There are so many reasons why I can’t go to this funeral, not least the fact that I have never met your mother.
I haven’t seen you for fifteen years, have no idea whether you ever forgave me for the way I left you, suddenly, harshly, without any explanation.
And then there are all your friends, who hated me for breaking your heart.
‘Jack and Harry will be there.’
‘Yes, but so will I. We can face them together. It won’t be as bad as you think.
’
‘Why are you going, anyway? You don’t know Lucian all that well; isn’t it a bit weird for you to turn up?
You never met his mother.
’
Dread has made me vicious.
Dread, fear, self-hate, call it what you will.
What I’d like most right now is for Liv to promise she’ll stop seeing you, stop reminding me constantly of this ache, this loss, this absence of you.
I know that my reaction to the past twenty-four hours of emotional chaos has been muted and strange.
If anything, dealing with the fallout from Sam’s unexpected betrayal, I felt half dead inside.
But not now. Now the sorrow is instant and overwhelming; it’s like being shaken violently awake.
‘For Christ’s sake, Liv.
Please don’t ask me to think about Lucian.

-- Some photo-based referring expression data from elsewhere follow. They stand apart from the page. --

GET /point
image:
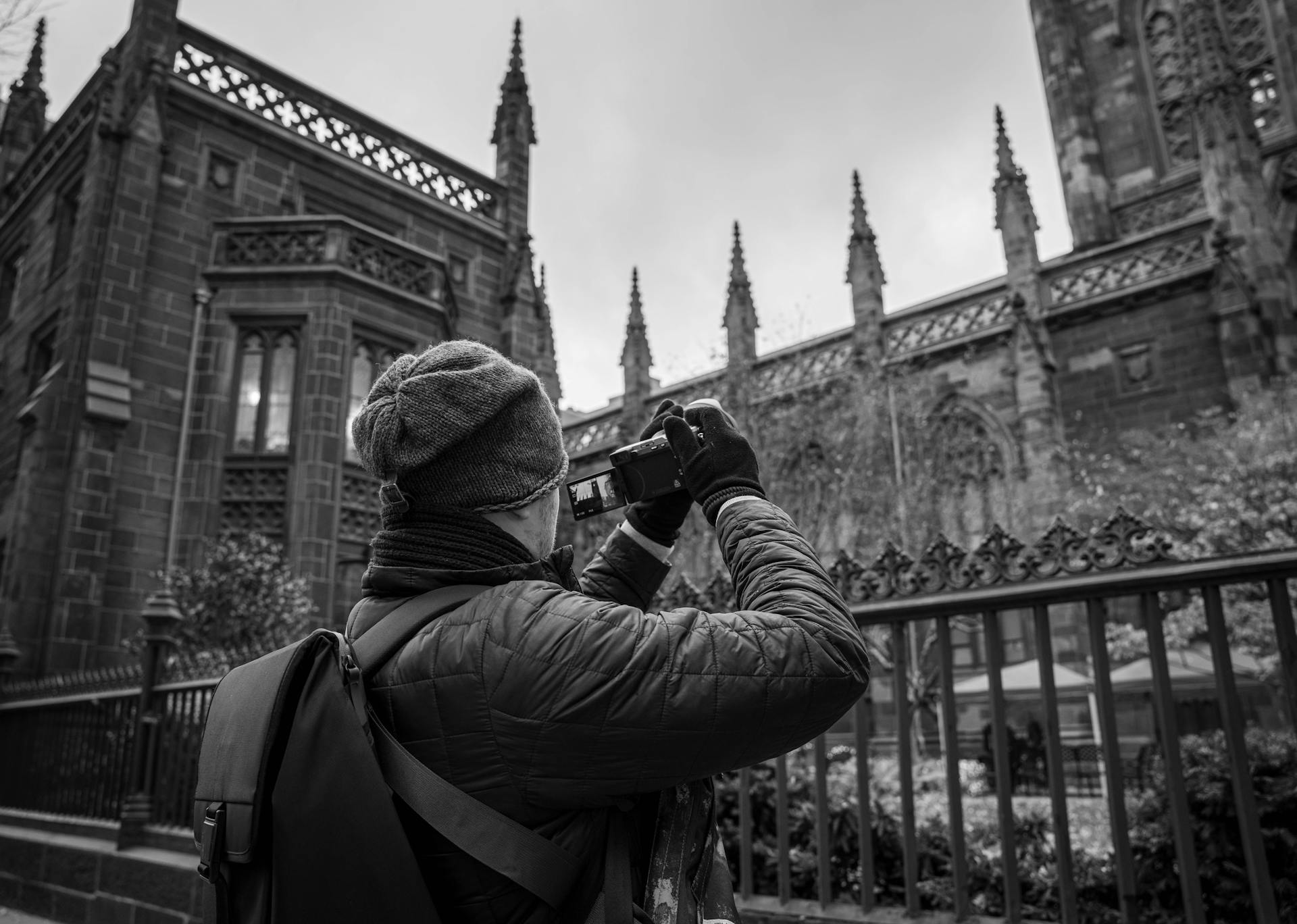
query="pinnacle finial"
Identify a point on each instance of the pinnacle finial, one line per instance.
(860, 229)
(514, 113)
(515, 80)
(738, 272)
(1003, 152)
(1011, 182)
(863, 243)
(636, 348)
(34, 74)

Or Jack. Or Harry. Not on top of everything else.
’
My voice is much too loud in this place full of toddlers and buggies and mothers with freshly highlighted hair.
My tears, which fall without warning, an embarrassment.
‘Catherine.’
Liv extends a hand across the table but it’s too late.
Now that I’ve started crying, I won’t be able to stop.
Crying for you, crying for me, for Sam and the kids.
Crying for the crossroads, bleak and damned, that must rear up over and over again, haunting me with my choice.